Наконец, во двор гимназии вкатилась карета. Министр приехал. Все были выстроены в актовом зале, а часть в коридоре перед входом в зал. Мой класс стоял в коридоре. Министр шел, потряхивая жирно блестевшими золотыми макаронниками генеральских эполет, в ритм с которыми подрагивали его жирные щеки. Он странно приседал на ходу сразу обеими толстыми ногами, как бы оправляя обширные шаровары, по бокам которых пролегла полоса пурпура, перешедшая с тоги римских сенаторов на лампасы генеральских штанов.
Нас ввели в зал вслед за министром, грузно опустившимся в низкое золоченое кресло, над которым в раме висело что-то сплошь черное. Это был вырезанный когда-то из классной доски кусок, вставленный под стекло в позолоченную раму.
На черном фоне белели какие-то извилистые линии, проведенные мелом. Бронзовая табличка на раме объясняла, что Николай II, «в бытность — наследником, посетил Московскую 3-ю гимназию и собственноручно начертал» заново исследованное им устье Амура. Может, Николая II манили лавры Петра I, избранного во Французскую академию за «Мемуар о Каспийском море», но известно, что поездка наследника на Дальний Восток ознаменовалась тогда непристойным инцидентом, когда какой-то японец ударил наследника палкой по голове…
Фехтовала младшая, более слабая пара. Им даны были точные указания: когда, кому и каким выпадом быстро нанести поражение, чтобы не утомлять министра и дать возможность блеснуть парой фехтовальщиков из старших. Но малыши увлеклись и, позабыв все инструкции, яростно нападали друг на друга, пока министр не сделал знака пальцем, прекратившего показ фехтования. В этот же день обоим «дуэлянтам» была устроена «под сводами» тяжелая «темная».
Когда все закончилось и министра торжественно повели на завтрак, к нам подошла группа старших:
— Эй вы, у кого есть перочинные ножики?
Нащупав в своих карманах ножики, мы благоразумно молчали. («Свяжись с ними, отнимут, и баста!»)
— Ну что же? Есть ножи? Хотите получить хорошие ластики?
Мы пододвинулись.
— У главного подъезда стоит карета министра. Кучер спит на козлах. Идите, у кого есть ножи, и нарежьте себе сколько угодно с задних колес красной резины… Но, если разбудите кучера, то… — дальше следовал хорошо нам понятный жест.
Мы постарались, как надо, набив полные карманы упру-гимн кусочками красноватой резины, чудесно стиравшей карандаш…

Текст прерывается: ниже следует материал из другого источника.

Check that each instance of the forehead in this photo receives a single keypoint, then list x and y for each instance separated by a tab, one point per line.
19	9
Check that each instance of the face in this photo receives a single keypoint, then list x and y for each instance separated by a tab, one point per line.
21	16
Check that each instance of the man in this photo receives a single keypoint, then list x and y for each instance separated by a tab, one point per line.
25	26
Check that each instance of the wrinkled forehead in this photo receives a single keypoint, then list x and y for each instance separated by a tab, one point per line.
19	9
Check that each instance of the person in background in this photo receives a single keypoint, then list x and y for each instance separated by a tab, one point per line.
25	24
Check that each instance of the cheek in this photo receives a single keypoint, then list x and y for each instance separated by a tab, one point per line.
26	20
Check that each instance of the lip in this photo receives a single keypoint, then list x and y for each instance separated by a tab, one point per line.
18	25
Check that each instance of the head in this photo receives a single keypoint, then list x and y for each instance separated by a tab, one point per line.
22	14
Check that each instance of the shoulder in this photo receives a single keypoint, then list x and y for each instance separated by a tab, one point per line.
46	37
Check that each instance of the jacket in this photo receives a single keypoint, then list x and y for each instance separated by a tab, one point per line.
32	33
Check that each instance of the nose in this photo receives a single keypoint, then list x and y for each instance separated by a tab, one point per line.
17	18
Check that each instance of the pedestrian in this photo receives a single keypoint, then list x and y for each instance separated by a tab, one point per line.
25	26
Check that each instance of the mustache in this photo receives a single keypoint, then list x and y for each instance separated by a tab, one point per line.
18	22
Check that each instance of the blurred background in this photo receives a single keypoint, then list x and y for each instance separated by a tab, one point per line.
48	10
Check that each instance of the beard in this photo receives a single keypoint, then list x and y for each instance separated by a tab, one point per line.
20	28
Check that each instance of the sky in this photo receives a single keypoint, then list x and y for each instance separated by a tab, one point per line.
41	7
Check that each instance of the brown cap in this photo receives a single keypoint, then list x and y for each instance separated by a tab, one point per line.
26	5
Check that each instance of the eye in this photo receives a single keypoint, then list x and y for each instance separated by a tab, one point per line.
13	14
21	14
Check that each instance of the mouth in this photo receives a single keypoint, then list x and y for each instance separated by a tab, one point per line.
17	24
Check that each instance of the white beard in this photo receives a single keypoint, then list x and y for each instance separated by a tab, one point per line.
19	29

Министра провожала на подъезде вся дирекция. Еще более отяжелевший после завтрака, министр вступил на подножку. Карета качнулась набок, потом тяжело осела на рессоры, когда министр опустился на сиденье. Дверцу захлопнули, кучер тронул лошадей и тут же испуганно оглянулся из-за железного грохота, раздавшегося под задними колесами, запрыгавшими оголенными ободьями по булыжнику… В стекле кареты жирным блином замаячило лицо министра. Дирекция раскрыла рты. Кучер онемел и успел только повернуть из ворот на Большую Лубянку.
Карета с новой силой загремела по уличной мостовой. Москвичи шли, удивленно оборачиваясь…
Звуковая обструкция удалась… Министр смолчал, дирекция прикусила язык, меча злобные взгляды и мстя нам мелкими придирками. Только «Козел» облучал нас ласковым взглядом своих голубых глаз и многозначительно покхекивал в кулак, теребивший козлиную бородку…
В хмурый январский день по улицам Москвы понеслись горластые мальчишки с пачками экстренных телеграмм, выпущенных московскими газетами. Япония без объявления войны напала на русскую эскадру в Порт-Артуре. Началась война. На улицах появились патриотические манифестации с оркестрами, трехцветными флагами и портретами царя. Манифестации мельчали изо дня в день, уже без подъема слоняясь по улицам и вызывая обратные чувства. Сонный дворник, дремавший у ворот, вдруг решал разогнать сон, кряхтя шел в дворницкую и снимал со стены засиженный мухами царский портрет, затем вытаскивал два флага и, собрав несколько дворовых мальчишек, выходил с ними на мостовую. Развернув флаги и неся впереди портрет, манифестация двигалась на Тверскую к дому генерал-губернатора (ныне Моссовет). По дороге к ней примыкали какие-то люди. Мальчишки затягивали дискантами «Боже царя храни» и, не получив поддержки, умолкали. Унылые люди, пройдя немного с манифестацией, отставали. Дворник заворачивал шествие обратно.